Parlare di “buona scuola”, con la calda campanella del mattino è quindi una delle tante truffe renziane. Il dispositivo della propaganda è già pronto, almeno nelle intenzioni, per favorire queste dinamiche di cannibalizzazione delle risorse e delle competenze. E i licenziamenti di massa dei precari sono solo una parte, come si vede, di questo processo. Fanno ridere i corsi, anche di aggiornamento, su questo e su quello. Quando il sistema, dal punto di vista finanziario e organizzativo, è spezzato in due nessuno va nessuna parte. Il problema è che tutta questa storia è pensata ancora con le categorie dello stato nazione, della dinamica sindacale di trenta e passa anni fa, e persino con una idea di occupazione che non tiene dagli anni ’90. L’Italia non solo ha bisogno di un sistema educativo nel suo insieme, non con le punte di eccellenza che ne cannibalizzano le risorse, ma deve guardare al declino del lavoro come opportunità formativa. La scuola degli anni ‘70, quella che guardava alla piena occupazione, è finita col fordismo. Quella degli anni ’90, che guardava al precariato, è finita in una società tecnologica, e liberista, che uccide sempre più posti di lavoro di quanti ne crea. Qualche decennio dopo Gorz o si pensa una scuola che metabolizza il declino della società del lavoro, capace di formare all’estrazione di risorse in un nuovo contesto, o il mercato distruggerà la scuola (altro che seguire le indicazioni delle imprese per la formazione...). Il resto è chiacchiera, le proiezioni su base statistica del futuro del lavoro in Europa parlano chiaro: la buona scuola guarda ad un jobs act che è assenza non solo di futuro ma anche di presente.
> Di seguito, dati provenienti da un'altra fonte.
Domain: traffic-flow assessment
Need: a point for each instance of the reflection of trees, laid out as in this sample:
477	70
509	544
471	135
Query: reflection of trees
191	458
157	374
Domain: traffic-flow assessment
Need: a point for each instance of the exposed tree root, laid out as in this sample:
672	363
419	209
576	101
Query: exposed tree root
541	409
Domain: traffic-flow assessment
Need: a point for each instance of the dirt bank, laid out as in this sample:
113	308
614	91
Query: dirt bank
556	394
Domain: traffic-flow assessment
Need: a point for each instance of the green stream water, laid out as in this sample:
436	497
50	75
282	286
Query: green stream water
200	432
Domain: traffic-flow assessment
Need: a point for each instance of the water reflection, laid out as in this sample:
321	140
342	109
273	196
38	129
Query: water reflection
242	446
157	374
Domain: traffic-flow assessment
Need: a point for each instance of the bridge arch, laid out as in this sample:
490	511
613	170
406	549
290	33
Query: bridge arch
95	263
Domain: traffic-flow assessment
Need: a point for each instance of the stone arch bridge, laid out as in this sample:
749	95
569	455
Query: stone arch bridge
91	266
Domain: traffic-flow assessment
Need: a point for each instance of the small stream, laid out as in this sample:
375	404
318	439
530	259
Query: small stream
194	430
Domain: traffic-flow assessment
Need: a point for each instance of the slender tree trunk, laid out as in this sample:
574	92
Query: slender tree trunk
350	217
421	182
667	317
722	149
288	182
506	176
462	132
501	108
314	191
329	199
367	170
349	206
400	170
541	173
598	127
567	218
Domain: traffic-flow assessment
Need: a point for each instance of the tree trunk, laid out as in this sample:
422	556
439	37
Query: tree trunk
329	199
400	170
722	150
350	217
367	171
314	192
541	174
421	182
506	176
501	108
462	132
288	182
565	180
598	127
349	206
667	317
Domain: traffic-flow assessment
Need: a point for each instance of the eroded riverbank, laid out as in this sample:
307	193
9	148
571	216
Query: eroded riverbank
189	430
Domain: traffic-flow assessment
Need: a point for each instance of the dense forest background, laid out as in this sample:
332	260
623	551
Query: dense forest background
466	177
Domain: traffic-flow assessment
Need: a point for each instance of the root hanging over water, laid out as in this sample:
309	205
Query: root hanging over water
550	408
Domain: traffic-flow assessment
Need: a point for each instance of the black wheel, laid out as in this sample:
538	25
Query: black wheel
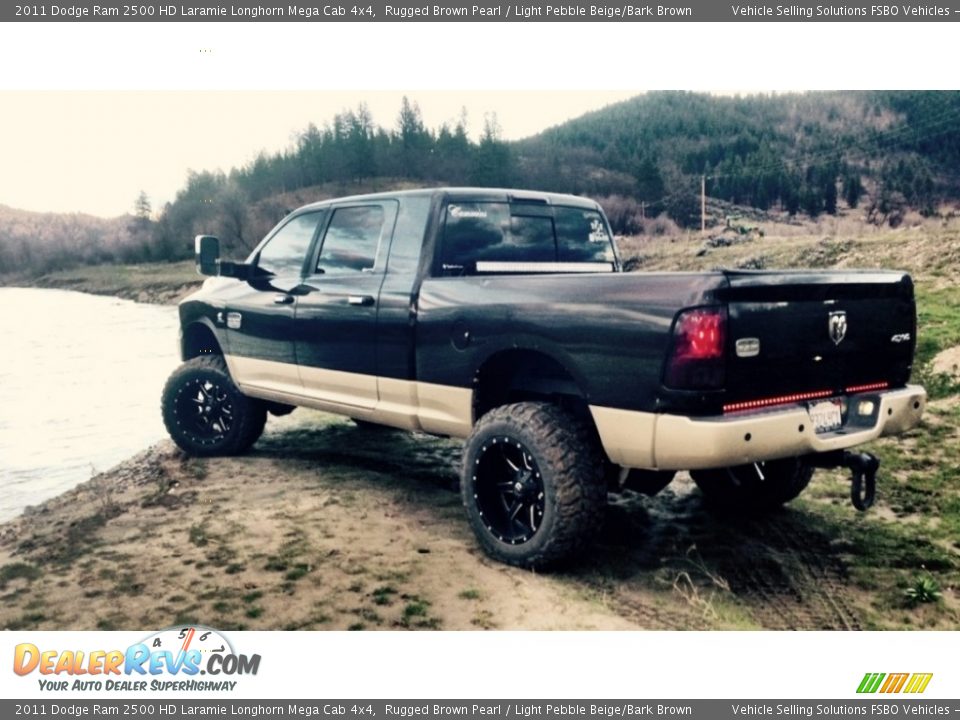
204	411
756	487
532	484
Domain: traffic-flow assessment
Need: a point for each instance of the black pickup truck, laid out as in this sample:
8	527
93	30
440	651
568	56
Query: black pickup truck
504	317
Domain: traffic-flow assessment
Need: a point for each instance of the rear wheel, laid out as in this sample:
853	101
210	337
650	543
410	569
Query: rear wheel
532	484
756	487
206	414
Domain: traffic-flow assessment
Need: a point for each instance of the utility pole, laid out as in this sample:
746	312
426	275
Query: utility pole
703	204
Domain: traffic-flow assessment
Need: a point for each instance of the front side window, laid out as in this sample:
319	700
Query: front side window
351	242
285	252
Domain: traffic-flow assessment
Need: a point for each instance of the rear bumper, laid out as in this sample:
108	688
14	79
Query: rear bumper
675	442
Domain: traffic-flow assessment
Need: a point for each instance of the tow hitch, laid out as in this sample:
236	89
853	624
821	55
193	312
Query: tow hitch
863	473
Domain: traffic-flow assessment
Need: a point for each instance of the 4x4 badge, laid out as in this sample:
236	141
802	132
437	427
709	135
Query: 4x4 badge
837	326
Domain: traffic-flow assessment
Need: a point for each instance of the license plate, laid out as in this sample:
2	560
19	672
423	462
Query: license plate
825	416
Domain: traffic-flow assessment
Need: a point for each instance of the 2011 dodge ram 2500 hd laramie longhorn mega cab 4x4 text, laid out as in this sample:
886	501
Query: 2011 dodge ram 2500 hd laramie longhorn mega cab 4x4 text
503	317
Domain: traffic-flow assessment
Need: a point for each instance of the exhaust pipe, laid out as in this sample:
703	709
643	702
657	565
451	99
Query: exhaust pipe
863	481
863	474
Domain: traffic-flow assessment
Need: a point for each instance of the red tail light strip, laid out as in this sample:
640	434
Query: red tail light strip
780	400
799	397
866	388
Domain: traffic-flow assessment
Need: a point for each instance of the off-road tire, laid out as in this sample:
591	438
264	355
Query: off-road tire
196	389
556	458
754	488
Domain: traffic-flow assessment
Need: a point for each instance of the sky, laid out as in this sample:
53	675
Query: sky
133	106
94	151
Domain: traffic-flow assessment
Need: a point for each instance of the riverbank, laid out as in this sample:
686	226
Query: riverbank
324	525
156	283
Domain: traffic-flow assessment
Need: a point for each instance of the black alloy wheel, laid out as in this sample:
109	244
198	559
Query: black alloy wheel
509	491
205	412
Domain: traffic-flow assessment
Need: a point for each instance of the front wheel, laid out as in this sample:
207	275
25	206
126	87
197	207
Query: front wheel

Vedremo come va a finire. Di sicuro con film già visti, petizioni al presidente della repubblica, appelli a questo e a quello, furbesche assunzioni di valori della buona scuola per sperare in qualche buona assunzione, indicazioni su “dove si può risparmiare veramente” per favorire l’occupazione non si andrà da nessuna parte. O si inverte la dinamica dello spezzamento del sistema educativo nazionale, che non è solo una questione di stipendi e di posti di lavoro ma di sapere e di organizzazione, o la scuola muore con dentro quelli che ci lavorano. Oltretutto, oggi se si si assumessero tutti i precari, mettendo Renzi all’angolo, entro poche settimane le tendenze Ue allo spezzamento dei sistemi educativi in ogni nazione si farebbero sentire. A partire dai patti di stabilità. E qui la Grecia, sul cui sistema educativo la Ue si è accanita, insegna molto a chi vuol vedere.

Un'ultima considerazione. Sulle responsabilità di Cgil-Cisl-Uil in quanto sta accadendo si dovrebbe davvero aprire una Norimberga. Accanendosi, in sede di condanna esemplare, contro il nido di tutte le arretratezze e le nefandezze: la Cgil. Ma una menzione particolare va alla Cisl dell’allora segretario Bonanni quando, pochissimi anni fa, chiedeva a gran voce gli aumenti di stipendio per gli insegnanti di ruolo ricavati dalle risorse “liberate” dal licenziamento dei precari. Bella solidarietà tra lavoratori, shame on you Cisl.